Yen in caduta libera contro il dollaro
L’ampliamento del divario tra crescita dei prezzi e tassi sta via via indebolendo lo yen, sprofondato nel mese di ottobre contro il dollaro americano. Come si evince dall’andamento del cambio USD/JPY (grafico), per la prima volta dal 1990 a oggi è stata superata la pericolosa soglia psicologica dei 150 yen per avere un dollaro. Da inizio anno la valuta nipponica si è deprezzata ad un ritmo record nei confronti del biglietto verde, con una svalutazione oggi pari al 22%.
Inoltre, molto terreno è stato perso anche nei confronti della moneta unica che non versa certo in uno stato di salute ottimale; la svalutazione da gennaio va oltre l’11% e solo nell’ultimo mese il calo contro euro è stato del 3,3%. I numeri impietosi del 2022 assomigliano molto più a quelli di una divisa emergente, dissociandosi completamente dall’andamento del franco svizzero (+5% sull’euro) che per decenni è stato considerato insieme allo yen un porto sicuro nei momenti di instabilità finanziaria.

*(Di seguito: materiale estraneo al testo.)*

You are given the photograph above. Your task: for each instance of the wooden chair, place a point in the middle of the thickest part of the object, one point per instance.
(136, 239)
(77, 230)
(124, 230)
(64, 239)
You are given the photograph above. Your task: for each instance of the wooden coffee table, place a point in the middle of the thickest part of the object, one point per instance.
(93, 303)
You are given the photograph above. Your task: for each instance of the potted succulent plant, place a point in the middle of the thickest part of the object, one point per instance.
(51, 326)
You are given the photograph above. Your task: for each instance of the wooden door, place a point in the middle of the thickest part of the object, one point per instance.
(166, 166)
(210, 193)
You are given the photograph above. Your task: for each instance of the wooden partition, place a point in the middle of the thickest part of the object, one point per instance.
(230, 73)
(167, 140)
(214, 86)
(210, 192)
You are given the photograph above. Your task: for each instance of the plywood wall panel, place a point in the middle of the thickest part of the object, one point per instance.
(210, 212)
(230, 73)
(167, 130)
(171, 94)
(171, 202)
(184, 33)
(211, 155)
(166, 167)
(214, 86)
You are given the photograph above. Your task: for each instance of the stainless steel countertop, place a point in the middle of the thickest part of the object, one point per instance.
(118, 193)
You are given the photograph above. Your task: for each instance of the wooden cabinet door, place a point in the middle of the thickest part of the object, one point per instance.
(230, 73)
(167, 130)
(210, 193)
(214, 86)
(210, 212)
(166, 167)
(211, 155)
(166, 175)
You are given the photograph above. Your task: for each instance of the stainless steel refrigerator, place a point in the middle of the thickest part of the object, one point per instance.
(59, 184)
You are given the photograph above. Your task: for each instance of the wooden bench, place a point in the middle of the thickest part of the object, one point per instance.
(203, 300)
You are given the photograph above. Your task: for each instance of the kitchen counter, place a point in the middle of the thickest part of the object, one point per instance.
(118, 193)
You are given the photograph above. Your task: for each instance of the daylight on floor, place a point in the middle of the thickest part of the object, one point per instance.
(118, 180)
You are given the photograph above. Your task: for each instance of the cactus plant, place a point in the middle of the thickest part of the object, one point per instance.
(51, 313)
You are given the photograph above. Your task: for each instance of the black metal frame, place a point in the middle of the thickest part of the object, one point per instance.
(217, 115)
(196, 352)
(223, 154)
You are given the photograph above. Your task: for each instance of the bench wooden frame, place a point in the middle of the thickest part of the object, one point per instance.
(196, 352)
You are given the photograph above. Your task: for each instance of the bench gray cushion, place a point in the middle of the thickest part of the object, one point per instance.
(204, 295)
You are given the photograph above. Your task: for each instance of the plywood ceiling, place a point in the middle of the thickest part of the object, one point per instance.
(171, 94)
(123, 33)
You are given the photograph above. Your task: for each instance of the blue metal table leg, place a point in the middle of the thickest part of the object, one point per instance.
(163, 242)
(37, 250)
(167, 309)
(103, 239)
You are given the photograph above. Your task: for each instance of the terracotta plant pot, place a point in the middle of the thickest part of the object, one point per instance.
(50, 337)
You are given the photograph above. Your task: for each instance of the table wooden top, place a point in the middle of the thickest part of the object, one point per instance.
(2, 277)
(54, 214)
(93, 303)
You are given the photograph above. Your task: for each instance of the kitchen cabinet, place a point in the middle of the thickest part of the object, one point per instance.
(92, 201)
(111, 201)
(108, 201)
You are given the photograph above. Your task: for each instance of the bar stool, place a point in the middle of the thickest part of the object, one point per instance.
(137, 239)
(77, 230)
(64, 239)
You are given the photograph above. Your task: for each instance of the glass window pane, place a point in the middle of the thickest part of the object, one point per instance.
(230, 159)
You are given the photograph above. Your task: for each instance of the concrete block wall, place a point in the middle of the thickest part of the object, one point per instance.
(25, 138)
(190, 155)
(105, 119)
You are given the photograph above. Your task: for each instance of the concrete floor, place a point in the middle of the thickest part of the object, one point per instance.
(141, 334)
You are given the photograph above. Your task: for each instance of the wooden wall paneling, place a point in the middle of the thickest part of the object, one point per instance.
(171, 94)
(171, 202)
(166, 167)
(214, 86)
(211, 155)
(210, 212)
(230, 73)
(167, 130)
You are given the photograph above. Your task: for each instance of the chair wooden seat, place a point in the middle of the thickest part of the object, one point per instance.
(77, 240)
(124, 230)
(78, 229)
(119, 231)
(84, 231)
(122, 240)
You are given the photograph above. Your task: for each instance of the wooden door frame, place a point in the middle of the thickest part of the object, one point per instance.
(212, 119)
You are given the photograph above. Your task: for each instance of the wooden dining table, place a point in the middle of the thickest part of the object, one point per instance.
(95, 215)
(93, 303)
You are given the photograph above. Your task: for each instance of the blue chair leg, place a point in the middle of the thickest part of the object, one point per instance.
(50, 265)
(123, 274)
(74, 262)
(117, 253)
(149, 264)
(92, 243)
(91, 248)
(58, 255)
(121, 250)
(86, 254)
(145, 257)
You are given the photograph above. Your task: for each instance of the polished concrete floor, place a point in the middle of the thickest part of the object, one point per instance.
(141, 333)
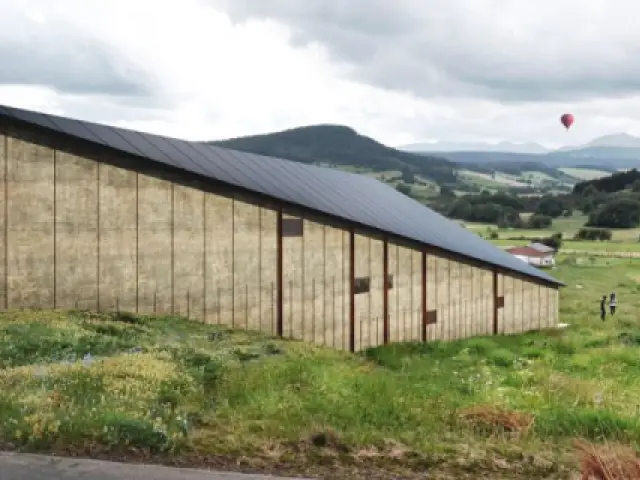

Interventi straordinari per frenare la speculazione valutaria
L’ulteriore inasprimento della politica monetaria da parte della FED potrà causare ulteriori aumenti dei prezzi, soprattutto per quanto riguarda energia e generi alimentari, di cui il Giappone dipende fortemente dalle importazioni. Le incessanti vendite sullo yen hanno indotto le autorità di Tokyo a prendere contromisure per contrastare l’ondata di speculazione sul mercato dei cambi. La BoJ ha dovuto attingere alle sue riserve in valuta estera per cercare di stabilizzare la sua moneta e mitigarne la volatilità; tali interventi sul forex da parte delle autorità nipponiche non si vedevano dal 1998. Molto significativo il dato emerso dal resoconto del ministero delle Finanza del paese sulle operazioni di intervento in valuta estera dal 29 settembre 2022 al 27 ottobre 2022: 6.350 miliardi di yen (circa 43 miliardi di euro) sono stati impiegati per sostenere la moneta nazionale. Si tratta di una cifra veramente ingente, volta a dissuadere gli operatori finanziari da nuove scommesse su un ulteriore indebolimento.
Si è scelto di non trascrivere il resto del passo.